Pour le Pr Abdoulaye Diagne, Directeur exécutif du CRES, par ailleurs professeur titulaire à l’Université Cheikh Anta Diop de Dakar, cette conférence a permis la mise en place d’un réseau qui a élaboré des données techniques à soumettre aux Etats membres de la région ouest-africaine. Il a appelé au développement de ce réseau, à sa cohésion et à la mise en œuvre en son sein, d’activités « qui permettront à la lutte contre le tabagisme de remporter des succès ». « Nous continuerons de nous engager » aux côtés des deux organisations (CEDEAO et UEMOA) et aux côtés des Etats membres de chacune d’elle, a-t-il indiqué, avant de préciser que « le moyen le plus efficace contre la réduction de la consommation du tabac est la taxation, c’est-à-dire l’augmentation significative et régulière de ses prix pour dissuader les fumeurs et les futurs fumeurs ».

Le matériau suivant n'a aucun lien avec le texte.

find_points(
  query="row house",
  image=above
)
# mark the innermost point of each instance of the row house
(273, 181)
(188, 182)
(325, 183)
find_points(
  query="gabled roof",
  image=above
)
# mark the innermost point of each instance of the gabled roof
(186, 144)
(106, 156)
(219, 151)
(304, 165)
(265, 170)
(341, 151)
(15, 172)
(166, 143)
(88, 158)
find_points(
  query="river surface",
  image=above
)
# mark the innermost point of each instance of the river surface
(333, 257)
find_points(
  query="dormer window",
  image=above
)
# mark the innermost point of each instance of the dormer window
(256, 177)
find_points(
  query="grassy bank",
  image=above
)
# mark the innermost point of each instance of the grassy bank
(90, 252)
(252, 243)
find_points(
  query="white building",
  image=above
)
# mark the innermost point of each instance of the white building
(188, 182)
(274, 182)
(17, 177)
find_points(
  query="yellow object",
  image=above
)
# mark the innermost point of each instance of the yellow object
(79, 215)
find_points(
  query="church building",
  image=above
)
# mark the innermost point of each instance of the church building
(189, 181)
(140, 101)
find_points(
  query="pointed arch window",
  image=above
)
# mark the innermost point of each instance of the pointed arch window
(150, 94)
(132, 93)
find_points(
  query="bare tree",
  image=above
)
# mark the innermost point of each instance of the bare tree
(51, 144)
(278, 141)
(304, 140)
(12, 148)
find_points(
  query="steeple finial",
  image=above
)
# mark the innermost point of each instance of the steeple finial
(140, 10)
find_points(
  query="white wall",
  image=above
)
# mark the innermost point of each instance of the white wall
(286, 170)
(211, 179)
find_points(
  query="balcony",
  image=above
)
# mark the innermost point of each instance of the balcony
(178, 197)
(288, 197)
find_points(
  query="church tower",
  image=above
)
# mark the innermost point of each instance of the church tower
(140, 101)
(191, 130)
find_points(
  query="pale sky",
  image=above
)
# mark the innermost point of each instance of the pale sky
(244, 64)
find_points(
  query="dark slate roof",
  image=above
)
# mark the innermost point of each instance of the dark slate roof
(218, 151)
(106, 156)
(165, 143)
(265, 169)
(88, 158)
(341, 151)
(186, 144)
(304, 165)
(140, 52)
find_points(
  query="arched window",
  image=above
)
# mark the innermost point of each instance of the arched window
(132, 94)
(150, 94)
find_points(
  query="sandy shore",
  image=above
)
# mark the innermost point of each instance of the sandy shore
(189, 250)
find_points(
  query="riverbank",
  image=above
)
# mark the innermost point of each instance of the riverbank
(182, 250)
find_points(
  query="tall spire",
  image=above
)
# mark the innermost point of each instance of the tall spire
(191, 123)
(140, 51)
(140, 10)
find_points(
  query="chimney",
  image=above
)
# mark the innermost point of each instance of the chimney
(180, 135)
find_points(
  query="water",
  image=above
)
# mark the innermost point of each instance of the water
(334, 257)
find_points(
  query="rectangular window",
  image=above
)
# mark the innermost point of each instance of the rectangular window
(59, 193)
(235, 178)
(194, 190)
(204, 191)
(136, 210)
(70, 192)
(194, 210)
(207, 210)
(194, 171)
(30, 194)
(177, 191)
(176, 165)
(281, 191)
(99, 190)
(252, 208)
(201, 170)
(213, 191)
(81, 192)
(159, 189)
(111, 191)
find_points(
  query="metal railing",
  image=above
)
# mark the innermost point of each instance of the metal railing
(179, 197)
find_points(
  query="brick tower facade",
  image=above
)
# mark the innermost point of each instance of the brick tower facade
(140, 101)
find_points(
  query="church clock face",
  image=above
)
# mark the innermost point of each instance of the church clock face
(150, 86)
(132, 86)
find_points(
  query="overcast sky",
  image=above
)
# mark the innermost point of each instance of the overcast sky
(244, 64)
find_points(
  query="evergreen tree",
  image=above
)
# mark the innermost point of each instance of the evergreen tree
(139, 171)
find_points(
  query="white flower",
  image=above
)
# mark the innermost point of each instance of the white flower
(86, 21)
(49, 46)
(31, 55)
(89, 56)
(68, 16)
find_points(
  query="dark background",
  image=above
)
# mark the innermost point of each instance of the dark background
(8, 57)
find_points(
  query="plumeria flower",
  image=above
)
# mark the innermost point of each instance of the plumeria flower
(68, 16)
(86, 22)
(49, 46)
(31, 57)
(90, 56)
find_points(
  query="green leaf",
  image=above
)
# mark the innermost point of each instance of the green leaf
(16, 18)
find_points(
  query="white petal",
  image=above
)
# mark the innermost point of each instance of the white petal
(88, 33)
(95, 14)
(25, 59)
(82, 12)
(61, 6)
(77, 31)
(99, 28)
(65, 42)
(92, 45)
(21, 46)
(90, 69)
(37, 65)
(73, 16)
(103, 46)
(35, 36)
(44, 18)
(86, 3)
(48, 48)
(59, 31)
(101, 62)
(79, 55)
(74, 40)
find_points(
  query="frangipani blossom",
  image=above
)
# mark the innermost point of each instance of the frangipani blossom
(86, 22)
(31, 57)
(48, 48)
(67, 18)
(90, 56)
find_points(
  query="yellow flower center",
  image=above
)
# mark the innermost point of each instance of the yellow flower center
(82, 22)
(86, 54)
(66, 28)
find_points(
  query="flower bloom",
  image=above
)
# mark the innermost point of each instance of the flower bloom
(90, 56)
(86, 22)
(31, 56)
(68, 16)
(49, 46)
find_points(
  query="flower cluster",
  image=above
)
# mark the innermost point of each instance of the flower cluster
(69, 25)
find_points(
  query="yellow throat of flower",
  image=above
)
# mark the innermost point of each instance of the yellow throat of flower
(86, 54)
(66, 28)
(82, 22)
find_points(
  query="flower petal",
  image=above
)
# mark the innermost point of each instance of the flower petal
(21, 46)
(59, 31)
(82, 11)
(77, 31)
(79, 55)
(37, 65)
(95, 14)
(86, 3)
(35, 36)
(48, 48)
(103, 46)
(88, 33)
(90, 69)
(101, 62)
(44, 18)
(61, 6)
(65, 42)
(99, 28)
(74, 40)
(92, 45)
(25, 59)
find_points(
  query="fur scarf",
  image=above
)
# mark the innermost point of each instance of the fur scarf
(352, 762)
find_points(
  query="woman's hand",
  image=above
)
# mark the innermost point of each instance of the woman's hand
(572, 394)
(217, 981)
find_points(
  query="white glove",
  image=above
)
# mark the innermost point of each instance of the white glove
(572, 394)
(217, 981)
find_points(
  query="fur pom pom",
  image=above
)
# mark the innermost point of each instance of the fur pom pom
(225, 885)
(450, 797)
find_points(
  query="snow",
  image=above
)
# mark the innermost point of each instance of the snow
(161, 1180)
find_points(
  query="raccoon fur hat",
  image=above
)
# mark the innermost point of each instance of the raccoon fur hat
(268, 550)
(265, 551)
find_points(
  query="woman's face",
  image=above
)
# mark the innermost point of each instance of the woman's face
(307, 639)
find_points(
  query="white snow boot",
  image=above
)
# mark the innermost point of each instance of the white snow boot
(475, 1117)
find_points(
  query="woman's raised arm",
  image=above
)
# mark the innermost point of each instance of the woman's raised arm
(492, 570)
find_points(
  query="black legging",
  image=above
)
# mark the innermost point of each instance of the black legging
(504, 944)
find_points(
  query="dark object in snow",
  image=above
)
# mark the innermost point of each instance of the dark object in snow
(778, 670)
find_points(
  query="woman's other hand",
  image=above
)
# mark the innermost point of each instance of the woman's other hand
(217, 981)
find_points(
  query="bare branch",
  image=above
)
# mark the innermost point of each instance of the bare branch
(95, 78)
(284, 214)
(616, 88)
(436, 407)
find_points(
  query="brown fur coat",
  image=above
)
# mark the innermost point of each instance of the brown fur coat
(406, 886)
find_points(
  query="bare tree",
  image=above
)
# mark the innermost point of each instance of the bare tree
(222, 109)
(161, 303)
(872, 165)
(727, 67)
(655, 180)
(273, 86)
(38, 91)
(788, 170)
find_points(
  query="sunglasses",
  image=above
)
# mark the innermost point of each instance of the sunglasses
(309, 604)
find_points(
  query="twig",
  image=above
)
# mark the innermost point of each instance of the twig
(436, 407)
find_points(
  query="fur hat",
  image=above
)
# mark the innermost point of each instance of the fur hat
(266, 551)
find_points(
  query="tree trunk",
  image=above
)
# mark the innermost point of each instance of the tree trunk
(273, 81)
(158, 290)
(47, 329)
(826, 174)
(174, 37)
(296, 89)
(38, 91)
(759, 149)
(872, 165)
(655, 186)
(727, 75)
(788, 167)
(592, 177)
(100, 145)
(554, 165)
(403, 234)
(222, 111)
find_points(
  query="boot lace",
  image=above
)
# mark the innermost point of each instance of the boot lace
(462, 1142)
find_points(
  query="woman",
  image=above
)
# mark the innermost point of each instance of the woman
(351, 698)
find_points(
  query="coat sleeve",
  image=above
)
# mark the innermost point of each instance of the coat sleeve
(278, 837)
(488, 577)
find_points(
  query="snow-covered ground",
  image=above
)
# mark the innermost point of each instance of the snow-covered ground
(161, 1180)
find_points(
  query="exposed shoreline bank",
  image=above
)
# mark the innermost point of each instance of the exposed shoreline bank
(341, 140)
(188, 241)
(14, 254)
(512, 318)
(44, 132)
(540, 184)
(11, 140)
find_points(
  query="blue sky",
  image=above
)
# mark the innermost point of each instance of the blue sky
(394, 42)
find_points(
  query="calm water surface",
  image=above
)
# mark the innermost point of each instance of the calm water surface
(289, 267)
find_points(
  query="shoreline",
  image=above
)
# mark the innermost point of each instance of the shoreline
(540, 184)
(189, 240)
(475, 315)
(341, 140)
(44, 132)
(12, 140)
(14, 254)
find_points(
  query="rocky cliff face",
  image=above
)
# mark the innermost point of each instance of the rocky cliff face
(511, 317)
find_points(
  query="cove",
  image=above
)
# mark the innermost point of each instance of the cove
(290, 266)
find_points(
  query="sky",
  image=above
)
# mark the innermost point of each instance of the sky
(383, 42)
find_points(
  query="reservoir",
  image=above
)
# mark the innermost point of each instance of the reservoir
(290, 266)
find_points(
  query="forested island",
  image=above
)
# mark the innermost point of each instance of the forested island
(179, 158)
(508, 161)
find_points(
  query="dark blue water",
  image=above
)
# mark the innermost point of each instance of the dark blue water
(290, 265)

Le représentant du président de la commission de la CEDEAO Salifou Tiemtoré, a indiqué que « la lutte contre le tabagisme est un combat qui mérite d’être rendu public » en y impliquant, comme le soutient Robert Geneau du Centre de recherche pour le développement international (CRDI) basé à Ottawa au Canada, plusieurs acteurs dont la société civile, les Etats, les Organisations inter-gouvernementales (OIG). « La CEDEAO sera toujours aux côtés des acteurs institutionnels évoluant dans la société civile, des acteurs agissant au niveau des institutions de recherche, des acteurs étatiques », a promis M. Tiemtoré. Mais avant, rassure le représentant de la CEDEAO : « soyez rassurés que les recommandations qui ont été formulées ici, notamment sur les amendements des textes communautaires sur la fiscalité du tabac ne resteront pas dans les tiroirs ». Et de préciser, « nous allons travailler ensemble de manière à aboutir à des législations communautaires qui soient en phase avec les besoins exprimés par nos chercheurs et populations, en adéquation avec nos politiques de santé, nos politiques de développement ».
Le tabac sème la mort !
Les conférenciers justifient la prise de mesures de taxation particulièrement fortes sur les produits du tabac par les effets éminemment mortels de ceux-ci. En tout cas, le Pr Diagne est catégorique sur les effets dévastateurs du tabac. Pour l’éminent économiste en effet, non seulement « il n’ya aucun avantage qu’un pays tire fondamentalement du tabac », mais aussi et surtout « le tabac tue ; il tue plus que le sida et le paludisme ». Et de poursuivre, « nos Etats doivent prendre des mesures fiscales fortes tenant compte de la spécificité du tabac, parce que le tabac sème la mort ». « Le tabagisme est le prochain fléau qui guette l’Afrique », a-t-il par ailleurs indiqué. Il importe donc, semble dire le Pr, de prendre dès à présent, des mesures de dissuasion adéquates en vue de permettre à nos Etats de disposer de ressources humaines saines et productrices. « Avec la taxation des produits du tabac, les recettes fiscales vont augmenter ; mieux, cela permettra aux Etats de réduire les sommes allouées aux soins de santé dus au tabagisme », a-t-il ajouté.
En attendant l’adoption de mesures appropriées par les instances compétentes de la CEDEAO et de l’UEMOA, les participants envisagent de faire bien comprendre la spécificité du tabac par les administrations fiscales des Etats membres. Le souhait de voir se tenir à l’issue de la présente conférence, une réunion des ministres de la Santé et ceux des Finances de ces espaces communautaires, a également été émis.